As a market matures, buyers use search engines to learn more about the products, services or ideas in that category.

I like to use the innovation adoption curve to understand and plan keyword targets and media communication strategy since as technology or innovation adoption grows, so does search volume.

Innovators: Technical enthusiasts who are looking to solve new problems.

Early adopters: Visionaries who see a big opportunity when solving problems.

Early majority: Pragmatic users who want to solve problems but need proof it works.

Late majority: Skeptical about technology or changes.

Laggards: Do things in the market standard.

Ebikes, for example, are an emerging market in the U.S., with some states and cities having a much higher adoption rate than the national rate. As more people use and talk about using ebikes, the demand and Google searches for the product grow.

A recent case study I wrote for Search Engine Land about the ebikes category illustrates this.

The keyword “ebike” has between 100,000 to 1 million average monthly searches with a +900% increase YoY (Google keywords planner).

Keywords planner aggregates multiple keywords into this search volume beyond “ebike” so Google Trends can provide another perspective on growth.
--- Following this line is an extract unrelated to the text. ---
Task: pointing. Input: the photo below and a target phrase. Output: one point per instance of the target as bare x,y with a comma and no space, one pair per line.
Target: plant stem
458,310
But Google Trends show a growing interest in the category with over 17% increase in search in 2024 from 2023.

For this rapidly growing term, the brand has spots in the shopping feature, paid ads and standard Google blue listings.

The standard organic rankings could get a 35% click-through rate (CTR) alone, but taking up three key positions could drive up CTR due to brand presence on the page.

The CTR could also be improved since the brand’s ebike has strong brand recognition through its PR efforts.

Let’s use some rough numbers to estimate the traffic for this keyword that a person would use when looking to buy an ebike.

300,000 monthly searches.

40% CTR.

120,000 monthly clicks.

Last-click conversion rate of 5%.

6,000 sales per month.

This doesn’t include the return visits with latent conversions (e.g., non-last click conversions) for those shopping around during the first click.

Why would an ebike brand not want to have the same dominance for this keyword as Lectric?

An insightful conclusion

Target each stage of your audience’s journey with the right messaging based on the medium they are using and how they use it, using an integrated PR and SEO strategy.

This graph above tells an important story about designing your marketing strategy, and this data point is an important part of that story:

“70% of online shoppers who are also active weekly on social media report using Google Search to inform or evaluate purchases that caught their attention on social media.”

Thus, the audience may start their journey on social media sites, but they will also use search engines as they progress to make buying decisions.

This means that a budget should be invested in each stage of the audience’s online journey, including using PR and SEO techniques.